Update: Health Reimbursement Arrangements for Working Retirees

Some annual conference benefit officers and treasurers have recently contacted Wespath Benefits and Investments (Wespath) with questions about working retirees who are covered by retiree health reimbursement arrangements (HRAs) for Medicare supplemental plans. The situations involve individuals who retire, are provided with a conference retiree HRA or similar retiree-health reimbursement benefit or account, and later are hired by or appointed to a local church or other UMC entity while remaining in the retired relationship. These questions involve the Affordable Care Act’s (ACA) prohibition on group health plans (which HRAs are considered) having annual dollar limits coupled with the fact that working retirees are considered “current” or “active” employees by these regulations. Violating the prohibition can result in penalties.1

Wespath’s earlier guidance related to HRAs administered through OneExchange would not permit full-use HRAs for participants working for an employer eligible for the Medicare Secondary Payer small employer exception. This guidance is based on the ACA rule that generally an employer group health plan cannot have an annual limit, unless an exception to the ACA rule is identified.
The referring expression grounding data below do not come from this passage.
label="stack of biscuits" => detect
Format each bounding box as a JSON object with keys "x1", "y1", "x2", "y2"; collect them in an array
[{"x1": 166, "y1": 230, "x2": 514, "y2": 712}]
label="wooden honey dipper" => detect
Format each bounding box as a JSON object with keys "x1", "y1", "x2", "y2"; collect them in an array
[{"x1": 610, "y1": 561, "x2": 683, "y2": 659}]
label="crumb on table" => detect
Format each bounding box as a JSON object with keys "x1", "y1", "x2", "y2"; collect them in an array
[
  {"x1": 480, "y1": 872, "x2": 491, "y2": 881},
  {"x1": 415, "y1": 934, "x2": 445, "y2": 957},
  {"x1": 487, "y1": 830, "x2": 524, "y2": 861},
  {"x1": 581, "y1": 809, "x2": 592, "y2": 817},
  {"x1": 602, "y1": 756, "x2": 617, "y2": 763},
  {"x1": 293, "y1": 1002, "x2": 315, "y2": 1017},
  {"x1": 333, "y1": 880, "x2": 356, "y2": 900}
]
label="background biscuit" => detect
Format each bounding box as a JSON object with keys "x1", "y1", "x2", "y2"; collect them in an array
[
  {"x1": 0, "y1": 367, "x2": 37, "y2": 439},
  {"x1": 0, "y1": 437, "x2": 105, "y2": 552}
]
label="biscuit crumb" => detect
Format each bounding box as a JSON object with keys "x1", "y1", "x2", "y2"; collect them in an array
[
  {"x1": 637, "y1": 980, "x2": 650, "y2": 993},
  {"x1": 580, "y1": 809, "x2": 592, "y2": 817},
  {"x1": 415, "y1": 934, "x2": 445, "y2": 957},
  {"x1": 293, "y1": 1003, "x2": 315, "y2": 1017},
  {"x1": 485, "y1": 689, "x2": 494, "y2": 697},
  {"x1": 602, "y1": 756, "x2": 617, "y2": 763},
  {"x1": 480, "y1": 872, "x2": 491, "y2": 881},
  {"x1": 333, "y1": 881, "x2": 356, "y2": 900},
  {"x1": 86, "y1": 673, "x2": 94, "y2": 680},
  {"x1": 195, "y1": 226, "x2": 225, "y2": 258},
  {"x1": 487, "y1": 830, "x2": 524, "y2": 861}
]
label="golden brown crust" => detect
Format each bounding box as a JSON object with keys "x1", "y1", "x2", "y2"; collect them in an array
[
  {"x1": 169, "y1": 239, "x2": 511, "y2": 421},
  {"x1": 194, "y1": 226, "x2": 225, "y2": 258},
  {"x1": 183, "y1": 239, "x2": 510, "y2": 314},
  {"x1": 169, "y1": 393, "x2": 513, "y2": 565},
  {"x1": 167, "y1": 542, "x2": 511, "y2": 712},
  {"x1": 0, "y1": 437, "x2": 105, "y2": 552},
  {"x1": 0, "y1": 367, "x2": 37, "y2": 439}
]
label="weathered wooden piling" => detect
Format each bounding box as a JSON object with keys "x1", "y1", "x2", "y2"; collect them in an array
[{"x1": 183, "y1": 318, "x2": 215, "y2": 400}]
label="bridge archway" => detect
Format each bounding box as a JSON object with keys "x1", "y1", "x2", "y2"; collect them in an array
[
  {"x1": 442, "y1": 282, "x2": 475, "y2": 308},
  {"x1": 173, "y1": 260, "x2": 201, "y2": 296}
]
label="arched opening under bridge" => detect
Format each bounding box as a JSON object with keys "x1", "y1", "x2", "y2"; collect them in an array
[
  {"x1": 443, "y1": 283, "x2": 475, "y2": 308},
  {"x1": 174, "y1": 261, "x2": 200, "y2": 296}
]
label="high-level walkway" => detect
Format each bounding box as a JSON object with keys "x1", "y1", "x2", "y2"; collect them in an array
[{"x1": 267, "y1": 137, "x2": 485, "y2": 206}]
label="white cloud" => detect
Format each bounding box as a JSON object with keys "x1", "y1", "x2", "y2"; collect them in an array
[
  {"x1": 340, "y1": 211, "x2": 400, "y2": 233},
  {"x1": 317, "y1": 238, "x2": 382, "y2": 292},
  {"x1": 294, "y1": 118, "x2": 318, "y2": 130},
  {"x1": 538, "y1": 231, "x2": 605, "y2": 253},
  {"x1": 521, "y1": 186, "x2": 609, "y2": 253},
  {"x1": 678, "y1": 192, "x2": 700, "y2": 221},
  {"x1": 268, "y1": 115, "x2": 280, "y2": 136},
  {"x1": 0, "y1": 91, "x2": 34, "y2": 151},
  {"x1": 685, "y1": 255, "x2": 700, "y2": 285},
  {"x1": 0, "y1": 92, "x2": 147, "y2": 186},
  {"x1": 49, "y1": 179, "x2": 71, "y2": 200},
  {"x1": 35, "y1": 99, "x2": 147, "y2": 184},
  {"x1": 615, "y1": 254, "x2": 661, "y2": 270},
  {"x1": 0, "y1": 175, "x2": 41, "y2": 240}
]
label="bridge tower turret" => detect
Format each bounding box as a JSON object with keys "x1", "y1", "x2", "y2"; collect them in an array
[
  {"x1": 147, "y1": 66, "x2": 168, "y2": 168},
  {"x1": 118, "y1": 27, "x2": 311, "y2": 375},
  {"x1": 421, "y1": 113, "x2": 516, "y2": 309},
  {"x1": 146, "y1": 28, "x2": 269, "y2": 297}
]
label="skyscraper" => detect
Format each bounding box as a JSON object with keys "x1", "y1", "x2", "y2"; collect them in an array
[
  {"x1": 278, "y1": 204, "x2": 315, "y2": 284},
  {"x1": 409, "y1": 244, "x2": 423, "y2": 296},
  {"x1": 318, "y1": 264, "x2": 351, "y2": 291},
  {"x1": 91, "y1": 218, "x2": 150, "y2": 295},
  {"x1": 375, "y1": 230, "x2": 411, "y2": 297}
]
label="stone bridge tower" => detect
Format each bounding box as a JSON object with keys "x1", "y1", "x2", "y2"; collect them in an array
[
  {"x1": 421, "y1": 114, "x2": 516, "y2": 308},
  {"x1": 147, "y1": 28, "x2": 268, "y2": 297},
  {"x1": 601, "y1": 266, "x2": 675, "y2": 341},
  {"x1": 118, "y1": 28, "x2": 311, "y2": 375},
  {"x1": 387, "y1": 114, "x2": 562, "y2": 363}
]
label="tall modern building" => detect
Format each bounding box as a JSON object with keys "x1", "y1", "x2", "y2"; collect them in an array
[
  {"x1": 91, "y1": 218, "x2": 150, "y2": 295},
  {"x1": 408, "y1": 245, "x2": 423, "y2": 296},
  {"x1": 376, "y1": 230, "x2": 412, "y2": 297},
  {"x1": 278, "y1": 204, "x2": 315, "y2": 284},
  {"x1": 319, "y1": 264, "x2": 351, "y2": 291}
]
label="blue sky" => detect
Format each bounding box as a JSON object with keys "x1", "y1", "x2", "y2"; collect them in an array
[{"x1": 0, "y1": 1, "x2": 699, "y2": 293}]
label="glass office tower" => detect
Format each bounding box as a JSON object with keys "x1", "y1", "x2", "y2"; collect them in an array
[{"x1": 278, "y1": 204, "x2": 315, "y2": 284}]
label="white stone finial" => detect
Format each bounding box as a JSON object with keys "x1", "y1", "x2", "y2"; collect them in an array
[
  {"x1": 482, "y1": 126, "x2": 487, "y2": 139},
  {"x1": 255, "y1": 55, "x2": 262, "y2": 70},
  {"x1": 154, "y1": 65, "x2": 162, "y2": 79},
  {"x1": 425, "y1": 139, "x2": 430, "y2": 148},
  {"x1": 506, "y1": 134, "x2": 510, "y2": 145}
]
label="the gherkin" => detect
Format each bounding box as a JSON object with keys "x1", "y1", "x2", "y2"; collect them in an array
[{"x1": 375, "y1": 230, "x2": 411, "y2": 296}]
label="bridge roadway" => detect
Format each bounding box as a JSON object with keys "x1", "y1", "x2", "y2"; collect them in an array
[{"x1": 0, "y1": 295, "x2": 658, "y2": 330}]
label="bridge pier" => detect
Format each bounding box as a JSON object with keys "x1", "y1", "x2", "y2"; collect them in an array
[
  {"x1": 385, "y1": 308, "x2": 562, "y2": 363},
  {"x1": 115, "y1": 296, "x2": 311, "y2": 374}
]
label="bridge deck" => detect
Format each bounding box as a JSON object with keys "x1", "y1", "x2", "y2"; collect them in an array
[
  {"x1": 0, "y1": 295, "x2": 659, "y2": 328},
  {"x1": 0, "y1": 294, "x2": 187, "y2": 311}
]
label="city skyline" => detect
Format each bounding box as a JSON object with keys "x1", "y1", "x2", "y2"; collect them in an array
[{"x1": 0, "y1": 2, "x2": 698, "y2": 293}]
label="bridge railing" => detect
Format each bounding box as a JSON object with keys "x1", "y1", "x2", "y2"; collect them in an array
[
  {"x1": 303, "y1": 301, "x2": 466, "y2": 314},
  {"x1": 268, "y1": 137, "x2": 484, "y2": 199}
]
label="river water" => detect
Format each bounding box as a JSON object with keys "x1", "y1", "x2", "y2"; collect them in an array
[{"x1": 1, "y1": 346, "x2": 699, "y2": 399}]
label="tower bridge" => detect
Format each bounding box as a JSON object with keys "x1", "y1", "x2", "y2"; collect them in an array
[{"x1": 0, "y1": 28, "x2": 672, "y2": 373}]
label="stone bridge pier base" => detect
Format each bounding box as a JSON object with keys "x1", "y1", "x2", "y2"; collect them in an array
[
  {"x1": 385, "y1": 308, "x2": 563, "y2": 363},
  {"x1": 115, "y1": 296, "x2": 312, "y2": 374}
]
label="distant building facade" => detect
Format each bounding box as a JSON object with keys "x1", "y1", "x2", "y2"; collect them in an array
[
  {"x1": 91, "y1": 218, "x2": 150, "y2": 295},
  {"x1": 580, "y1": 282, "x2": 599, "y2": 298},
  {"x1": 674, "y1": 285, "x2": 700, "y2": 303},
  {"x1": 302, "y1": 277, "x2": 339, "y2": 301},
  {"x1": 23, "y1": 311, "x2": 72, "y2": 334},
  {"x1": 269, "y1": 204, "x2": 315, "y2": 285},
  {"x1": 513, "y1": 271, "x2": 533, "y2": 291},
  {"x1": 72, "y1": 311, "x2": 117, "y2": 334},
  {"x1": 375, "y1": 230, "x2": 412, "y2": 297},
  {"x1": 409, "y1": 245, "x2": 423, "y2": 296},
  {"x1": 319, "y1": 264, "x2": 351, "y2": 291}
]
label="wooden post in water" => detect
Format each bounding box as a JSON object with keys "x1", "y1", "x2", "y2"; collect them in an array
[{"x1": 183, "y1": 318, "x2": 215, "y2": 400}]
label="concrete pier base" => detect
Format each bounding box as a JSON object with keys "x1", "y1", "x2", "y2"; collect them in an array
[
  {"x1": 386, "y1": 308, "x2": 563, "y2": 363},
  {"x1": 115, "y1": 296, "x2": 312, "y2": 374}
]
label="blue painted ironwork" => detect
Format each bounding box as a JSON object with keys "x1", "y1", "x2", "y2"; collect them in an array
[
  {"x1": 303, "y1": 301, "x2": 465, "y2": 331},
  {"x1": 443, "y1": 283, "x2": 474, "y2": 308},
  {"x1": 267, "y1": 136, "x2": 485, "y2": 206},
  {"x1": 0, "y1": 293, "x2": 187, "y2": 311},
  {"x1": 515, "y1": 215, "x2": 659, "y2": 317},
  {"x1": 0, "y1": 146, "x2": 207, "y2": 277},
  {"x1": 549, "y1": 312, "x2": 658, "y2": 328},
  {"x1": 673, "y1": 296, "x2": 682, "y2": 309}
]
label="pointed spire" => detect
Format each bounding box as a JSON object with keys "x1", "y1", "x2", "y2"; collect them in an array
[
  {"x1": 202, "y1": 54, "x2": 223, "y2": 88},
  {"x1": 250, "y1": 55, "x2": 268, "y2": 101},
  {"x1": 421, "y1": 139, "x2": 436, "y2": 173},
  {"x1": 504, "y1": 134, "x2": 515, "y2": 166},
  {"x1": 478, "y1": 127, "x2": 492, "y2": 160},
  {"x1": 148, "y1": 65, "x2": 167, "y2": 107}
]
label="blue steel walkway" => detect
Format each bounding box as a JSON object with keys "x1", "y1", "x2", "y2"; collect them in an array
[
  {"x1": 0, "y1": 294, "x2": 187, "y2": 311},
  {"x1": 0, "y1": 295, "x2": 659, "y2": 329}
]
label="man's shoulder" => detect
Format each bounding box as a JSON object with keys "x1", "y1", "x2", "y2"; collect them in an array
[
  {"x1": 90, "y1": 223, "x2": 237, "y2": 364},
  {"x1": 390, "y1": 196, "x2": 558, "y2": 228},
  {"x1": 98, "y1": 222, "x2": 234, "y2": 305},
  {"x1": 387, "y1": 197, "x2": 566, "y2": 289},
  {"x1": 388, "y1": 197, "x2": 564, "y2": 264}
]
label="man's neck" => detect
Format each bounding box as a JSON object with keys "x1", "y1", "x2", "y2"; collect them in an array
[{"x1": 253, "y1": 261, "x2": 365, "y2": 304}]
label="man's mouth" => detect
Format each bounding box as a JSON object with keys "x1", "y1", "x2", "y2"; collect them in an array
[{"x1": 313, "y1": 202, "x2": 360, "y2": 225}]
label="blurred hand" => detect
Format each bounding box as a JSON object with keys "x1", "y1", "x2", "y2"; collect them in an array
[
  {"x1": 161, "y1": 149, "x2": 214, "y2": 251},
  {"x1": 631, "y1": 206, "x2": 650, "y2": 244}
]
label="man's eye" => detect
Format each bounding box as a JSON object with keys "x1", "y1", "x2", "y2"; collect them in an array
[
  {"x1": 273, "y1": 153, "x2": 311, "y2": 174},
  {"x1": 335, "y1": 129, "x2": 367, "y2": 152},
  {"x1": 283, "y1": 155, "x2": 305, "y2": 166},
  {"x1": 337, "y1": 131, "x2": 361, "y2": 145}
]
Because of the recent questions about HRAs with annual limits covering retired clergy working for a church or other UMC entity, Wespath’s Legal and Center for Health teams are further researching the regulatory guidance related to this prohibition and its exceptions. Wespath plans to engage many of the conferences over the next few months to assess the frequency of this rehire fact pattern and necessary actions related to conference provided HRAs. Wespath plans to provide additional information and potential options to conferences as follows:

Should you have any questions, please contact your Conference Liaison.

 

1 For background, see http://www.wespath.org/assets/1/7/4636.pdf (Health Care Reform—New Restrictions on Tax-Favored Health Coverage for HRAs, FSAs, Premium Payment or Reimbursement Plans, and Cafeteria Plans).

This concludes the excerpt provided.